Young people may have just pulled off the biggest political shock in living memory (except maybe, Brexit and Trump). But if you think we can prove that theory yet you'd be sadly mistaken.
The truth of the matter is, we simply don't yet. A number of people (a lot of people actually) are sharing that 18-24 voter turnout for this election is at 72%, yet no-one knows where this came from.
Malia Bouattia, the President of the National Union of Students tweeted at 1:46am Friday morning that early reports suggest 72% of 18-24s voted.
The figure was picked up by various journalist, MPs, and twitter users - without the source.
The Metro, The Mirror and The Telegraph, Cosmo, the Washington Post and others also ran with these figures. Quoting 'sources' or 'sky news'.
The BBC included a link to this tweet by ITV News' Economics editor stating turnout was 72%.
The earliest tweet about this claim originated from from Alex Cairns, a blogger at HuffPost, who tweeted at 11.06pm, only an hour after the polls closed and before any seats were declared.
indy100 has spoken to Alex, who said that the figure was "an indication" and "not 100 per cent". He said he had key campaign members doing head counts at polling stations in student cities such as Sheffield, Reading, Bristol, Bath and London.
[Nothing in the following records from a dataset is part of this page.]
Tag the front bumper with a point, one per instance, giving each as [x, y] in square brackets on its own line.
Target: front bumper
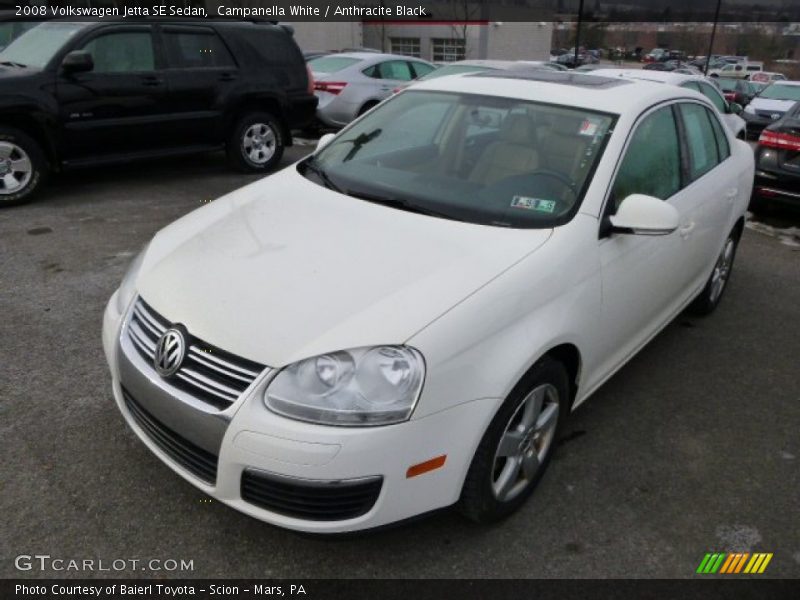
[246, 439]
[780, 189]
[756, 123]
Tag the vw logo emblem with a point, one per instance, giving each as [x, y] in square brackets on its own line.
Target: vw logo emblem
[170, 351]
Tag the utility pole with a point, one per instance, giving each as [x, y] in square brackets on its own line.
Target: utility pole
[578, 33]
[713, 34]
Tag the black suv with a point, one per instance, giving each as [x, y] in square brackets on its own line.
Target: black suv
[78, 94]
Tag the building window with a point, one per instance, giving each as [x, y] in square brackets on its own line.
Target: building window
[448, 50]
[405, 46]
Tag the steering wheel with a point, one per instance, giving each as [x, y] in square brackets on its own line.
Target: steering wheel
[562, 178]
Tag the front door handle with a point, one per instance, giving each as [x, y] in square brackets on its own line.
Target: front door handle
[151, 80]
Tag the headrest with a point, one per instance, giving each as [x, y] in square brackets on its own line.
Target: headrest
[518, 129]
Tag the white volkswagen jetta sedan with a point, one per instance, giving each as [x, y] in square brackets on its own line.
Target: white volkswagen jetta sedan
[404, 320]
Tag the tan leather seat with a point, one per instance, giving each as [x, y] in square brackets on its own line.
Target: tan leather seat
[514, 153]
[566, 148]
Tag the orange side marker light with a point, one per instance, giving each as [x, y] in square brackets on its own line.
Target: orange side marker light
[425, 467]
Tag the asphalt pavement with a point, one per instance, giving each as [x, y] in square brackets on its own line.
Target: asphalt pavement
[691, 448]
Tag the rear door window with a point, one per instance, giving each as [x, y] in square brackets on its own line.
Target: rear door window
[723, 147]
[700, 139]
[421, 69]
[397, 70]
[716, 98]
[331, 64]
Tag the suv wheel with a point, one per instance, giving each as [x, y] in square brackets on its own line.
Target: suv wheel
[22, 167]
[256, 143]
[518, 445]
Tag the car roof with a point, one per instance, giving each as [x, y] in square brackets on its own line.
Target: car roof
[642, 74]
[497, 64]
[376, 56]
[583, 90]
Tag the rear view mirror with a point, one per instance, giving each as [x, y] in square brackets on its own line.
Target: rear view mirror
[325, 140]
[645, 215]
[77, 61]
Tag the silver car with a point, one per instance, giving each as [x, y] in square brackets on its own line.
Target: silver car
[350, 83]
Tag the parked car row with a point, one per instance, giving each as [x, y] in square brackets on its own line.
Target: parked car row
[78, 94]
[778, 162]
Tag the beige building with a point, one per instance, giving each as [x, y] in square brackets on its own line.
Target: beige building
[436, 42]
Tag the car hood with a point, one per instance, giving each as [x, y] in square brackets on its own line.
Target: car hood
[769, 104]
[284, 269]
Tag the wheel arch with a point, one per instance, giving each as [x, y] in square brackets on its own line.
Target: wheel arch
[268, 104]
[29, 125]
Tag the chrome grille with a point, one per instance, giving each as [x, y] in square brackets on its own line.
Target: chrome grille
[208, 373]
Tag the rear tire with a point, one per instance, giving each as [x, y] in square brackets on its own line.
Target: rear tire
[256, 143]
[717, 283]
[518, 445]
[23, 167]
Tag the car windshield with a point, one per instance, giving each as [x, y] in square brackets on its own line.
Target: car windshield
[455, 70]
[38, 45]
[781, 92]
[481, 159]
[331, 64]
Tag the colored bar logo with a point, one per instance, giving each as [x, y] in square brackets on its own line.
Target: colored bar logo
[734, 563]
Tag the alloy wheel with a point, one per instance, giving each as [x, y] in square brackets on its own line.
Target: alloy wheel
[525, 443]
[258, 143]
[722, 270]
[16, 168]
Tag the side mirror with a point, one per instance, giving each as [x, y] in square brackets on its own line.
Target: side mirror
[645, 215]
[325, 140]
[77, 61]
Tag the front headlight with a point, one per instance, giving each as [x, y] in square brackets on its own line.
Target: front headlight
[365, 386]
[127, 289]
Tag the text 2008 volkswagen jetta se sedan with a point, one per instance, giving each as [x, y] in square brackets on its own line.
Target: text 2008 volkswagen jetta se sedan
[404, 320]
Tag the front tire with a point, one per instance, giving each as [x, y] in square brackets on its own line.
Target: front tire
[518, 445]
[23, 167]
[717, 283]
[256, 143]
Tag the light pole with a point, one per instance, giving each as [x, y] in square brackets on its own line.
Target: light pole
[578, 33]
[713, 34]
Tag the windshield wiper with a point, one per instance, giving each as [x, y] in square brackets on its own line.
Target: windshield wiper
[401, 204]
[360, 141]
[312, 166]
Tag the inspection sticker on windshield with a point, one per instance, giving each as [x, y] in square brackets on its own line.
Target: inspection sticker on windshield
[588, 128]
[533, 204]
He added that he conducted surveys with other student union officers. He did not share his calculations with us. He said he's not in touch with Malia Bouattia, but he assumes that she saw the numbers in his tweet.
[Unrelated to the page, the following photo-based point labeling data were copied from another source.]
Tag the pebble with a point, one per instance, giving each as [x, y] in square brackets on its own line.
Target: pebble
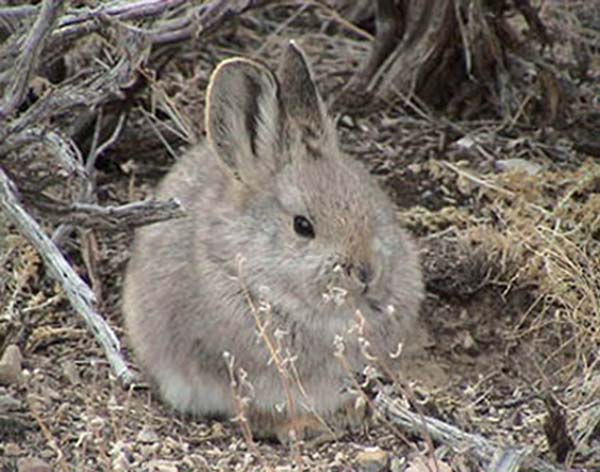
[373, 460]
[147, 436]
[33, 464]
[518, 165]
[11, 365]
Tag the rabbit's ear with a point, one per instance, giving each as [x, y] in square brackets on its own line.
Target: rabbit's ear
[300, 95]
[244, 117]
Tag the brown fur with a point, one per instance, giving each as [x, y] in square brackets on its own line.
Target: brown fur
[272, 154]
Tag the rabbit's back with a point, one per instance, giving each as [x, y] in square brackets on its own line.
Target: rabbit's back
[288, 263]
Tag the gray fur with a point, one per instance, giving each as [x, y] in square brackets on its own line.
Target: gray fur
[191, 281]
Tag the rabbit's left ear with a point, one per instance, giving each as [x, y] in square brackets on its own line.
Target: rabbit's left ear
[299, 93]
[245, 119]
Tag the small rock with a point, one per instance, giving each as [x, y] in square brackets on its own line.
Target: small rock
[373, 459]
[419, 464]
[33, 464]
[8, 403]
[518, 165]
[11, 365]
[162, 466]
[147, 436]
[12, 450]
[71, 372]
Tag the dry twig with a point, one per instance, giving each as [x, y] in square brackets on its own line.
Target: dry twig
[79, 294]
[478, 446]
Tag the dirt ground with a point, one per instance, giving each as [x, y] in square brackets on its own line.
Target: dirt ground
[508, 226]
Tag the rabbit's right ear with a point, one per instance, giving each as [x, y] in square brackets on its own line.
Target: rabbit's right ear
[244, 117]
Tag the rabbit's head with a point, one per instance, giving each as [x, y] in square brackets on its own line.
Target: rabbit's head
[309, 223]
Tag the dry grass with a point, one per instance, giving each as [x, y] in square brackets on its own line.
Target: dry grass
[512, 262]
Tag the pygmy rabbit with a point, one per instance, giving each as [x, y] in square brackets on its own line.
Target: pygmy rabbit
[287, 246]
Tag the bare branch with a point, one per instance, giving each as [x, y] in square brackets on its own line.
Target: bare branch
[479, 447]
[28, 59]
[131, 215]
[78, 293]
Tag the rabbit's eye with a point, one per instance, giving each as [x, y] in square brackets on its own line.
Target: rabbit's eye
[303, 227]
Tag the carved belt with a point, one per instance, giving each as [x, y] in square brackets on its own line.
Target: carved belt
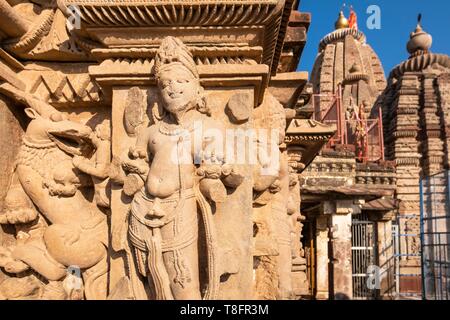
[156, 212]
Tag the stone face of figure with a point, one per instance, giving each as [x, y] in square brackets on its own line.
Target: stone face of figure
[178, 89]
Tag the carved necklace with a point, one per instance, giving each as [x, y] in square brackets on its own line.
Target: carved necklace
[169, 129]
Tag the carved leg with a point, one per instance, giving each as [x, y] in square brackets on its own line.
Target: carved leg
[181, 253]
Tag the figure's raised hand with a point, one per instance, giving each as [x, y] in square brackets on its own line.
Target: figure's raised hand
[137, 153]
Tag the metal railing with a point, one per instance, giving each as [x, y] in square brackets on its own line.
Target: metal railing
[435, 236]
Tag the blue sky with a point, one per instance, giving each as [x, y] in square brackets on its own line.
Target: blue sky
[398, 19]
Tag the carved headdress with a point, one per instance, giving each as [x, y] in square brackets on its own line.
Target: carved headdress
[174, 51]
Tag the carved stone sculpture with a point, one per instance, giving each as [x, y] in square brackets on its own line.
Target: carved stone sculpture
[163, 220]
[56, 225]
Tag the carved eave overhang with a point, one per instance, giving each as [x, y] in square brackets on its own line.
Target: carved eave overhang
[288, 87]
[233, 41]
[9, 67]
[294, 41]
[321, 193]
[340, 35]
[307, 137]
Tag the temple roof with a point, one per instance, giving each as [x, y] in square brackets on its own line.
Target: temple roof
[340, 52]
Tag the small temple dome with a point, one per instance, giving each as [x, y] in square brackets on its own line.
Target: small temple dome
[345, 60]
[420, 41]
[341, 22]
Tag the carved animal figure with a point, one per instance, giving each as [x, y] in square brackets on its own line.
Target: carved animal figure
[76, 234]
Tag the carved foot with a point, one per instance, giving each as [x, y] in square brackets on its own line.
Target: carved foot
[9, 263]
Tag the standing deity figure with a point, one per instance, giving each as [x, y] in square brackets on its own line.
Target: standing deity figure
[172, 176]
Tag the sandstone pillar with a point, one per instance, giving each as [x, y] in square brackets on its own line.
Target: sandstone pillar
[341, 244]
[322, 260]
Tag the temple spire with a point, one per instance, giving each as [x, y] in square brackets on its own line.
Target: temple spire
[342, 21]
[420, 41]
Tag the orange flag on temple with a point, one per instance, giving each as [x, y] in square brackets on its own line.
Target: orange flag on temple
[353, 20]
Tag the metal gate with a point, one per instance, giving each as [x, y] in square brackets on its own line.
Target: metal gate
[435, 236]
[364, 249]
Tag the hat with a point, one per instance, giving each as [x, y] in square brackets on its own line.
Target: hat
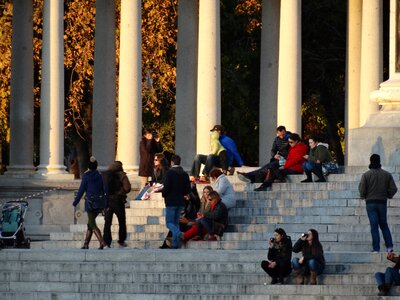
[280, 231]
[218, 128]
[375, 159]
[92, 163]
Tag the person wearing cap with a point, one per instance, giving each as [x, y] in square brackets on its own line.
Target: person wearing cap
[95, 201]
[231, 149]
[278, 264]
[376, 186]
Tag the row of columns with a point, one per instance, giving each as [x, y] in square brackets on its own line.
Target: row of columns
[198, 93]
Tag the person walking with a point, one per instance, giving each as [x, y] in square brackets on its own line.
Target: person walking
[176, 187]
[117, 187]
[376, 186]
[95, 201]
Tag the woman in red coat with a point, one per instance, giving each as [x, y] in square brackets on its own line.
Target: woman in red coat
[293, 164]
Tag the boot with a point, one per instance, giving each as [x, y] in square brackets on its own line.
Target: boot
[99, 237]
[309, 177]
[299, 277]
[313, 278]
[88, 237]
[320, 175]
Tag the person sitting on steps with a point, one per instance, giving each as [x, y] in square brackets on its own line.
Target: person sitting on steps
[390, 277]
[312, 260]
[318, 155]
[278, 265]
[279, 152]
[293, 164]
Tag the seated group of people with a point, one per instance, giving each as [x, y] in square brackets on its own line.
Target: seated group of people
[290, 155]
[280, 264]
[223, 153]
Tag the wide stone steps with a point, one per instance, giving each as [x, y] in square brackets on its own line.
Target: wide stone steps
[152, 273]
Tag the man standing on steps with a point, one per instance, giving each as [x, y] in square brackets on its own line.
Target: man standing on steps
[376, 186]
[176, 188]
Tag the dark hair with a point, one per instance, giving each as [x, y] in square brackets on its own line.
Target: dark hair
[281, 128]
[92, 165]
[295, 137]
[281, 231]
[176, 159]
[215, 173]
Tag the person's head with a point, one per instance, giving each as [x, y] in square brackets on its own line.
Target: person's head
[293, 139]
[281, 131]
[375, 159]
[313, 142]
[158, 158]
[147, 134]
[175, 160]
[214, 197]
[206, 191]
[215, 173]
[218, 128]
[92, 165]
[279, 234]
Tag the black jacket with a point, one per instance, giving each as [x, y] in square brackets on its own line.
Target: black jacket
[176, 186]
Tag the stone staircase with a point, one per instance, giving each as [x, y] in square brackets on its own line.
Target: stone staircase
[226, 269]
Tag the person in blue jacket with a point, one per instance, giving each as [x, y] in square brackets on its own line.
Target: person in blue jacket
[231, 149]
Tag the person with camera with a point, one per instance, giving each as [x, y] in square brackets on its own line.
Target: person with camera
[278, 264]
[312, 260]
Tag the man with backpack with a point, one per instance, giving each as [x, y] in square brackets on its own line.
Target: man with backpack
[117, 186]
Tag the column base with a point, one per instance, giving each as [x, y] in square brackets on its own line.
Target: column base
[20, 171]
[380, 135]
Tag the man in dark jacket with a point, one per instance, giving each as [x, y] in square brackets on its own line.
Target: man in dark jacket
[376, 186]
[215, 220]
[117, 186]
[279, 153]
[176, 187]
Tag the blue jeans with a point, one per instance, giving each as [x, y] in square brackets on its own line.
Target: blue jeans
[307, 266]
[390, 277]
[172, 217]
[377, 215]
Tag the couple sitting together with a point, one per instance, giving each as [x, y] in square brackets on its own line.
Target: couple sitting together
[290, 156]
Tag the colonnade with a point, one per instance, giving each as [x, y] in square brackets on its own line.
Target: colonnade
[198, 92]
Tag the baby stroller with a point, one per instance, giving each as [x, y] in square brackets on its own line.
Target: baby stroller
[12, 229]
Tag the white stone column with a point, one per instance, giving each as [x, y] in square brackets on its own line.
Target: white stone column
[52, 90]
[209, 73]
[130, 85]
[268, 77]
[104, 91]
[289, 78]
[353, 69]
[371, 56]
[21, 104]
[186, 81]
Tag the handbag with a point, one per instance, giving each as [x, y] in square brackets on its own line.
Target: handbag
[330, 168]
[96, 202]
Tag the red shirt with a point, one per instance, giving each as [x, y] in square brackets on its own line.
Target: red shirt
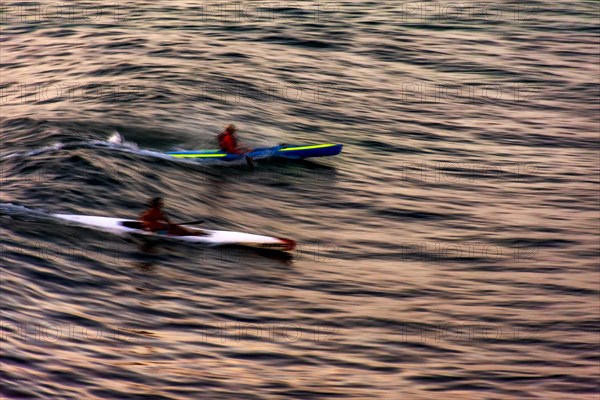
[228, 143]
Ben Page, the Chief Exec of polling company Ipsos-Mori, tweeted that it takes a week to produce broken down turnout figures.
Jow Twyman, Head of Political and Social at YouGov also tweeted saying we don't know the figures yet.
The speculation is likely based on increased overall turnout and Labour doing much better than initially expected.
The general election was first expected to be a landslide for the Conservatives, ending up with an increased majority. Instead Labour have gained at least 29 seats, and the Conservatives have lost at least 12 - resulting in a hung parliament.
As likelihood to vote Labour significantly decreases with age, YouGov analysis shows that for every ten years older a person is, the likelihood they vote Conservative increases by 8 points and the likelihood they vote labour decreases by 6 points
Pre-election polling showed Labour solidly ahead of the Conservatives with the under 40s demographic, and a recent YouGov analysis showed if only people under-50 voted, Corbyn would win the election.
The Labour party campaign targeted young people.
Momentum, a branch of the Labour party, urged supporters to visit its website My Nearest Marginal, which reveals key marginal seats and lists contact details for local Labour contacts and campaign events.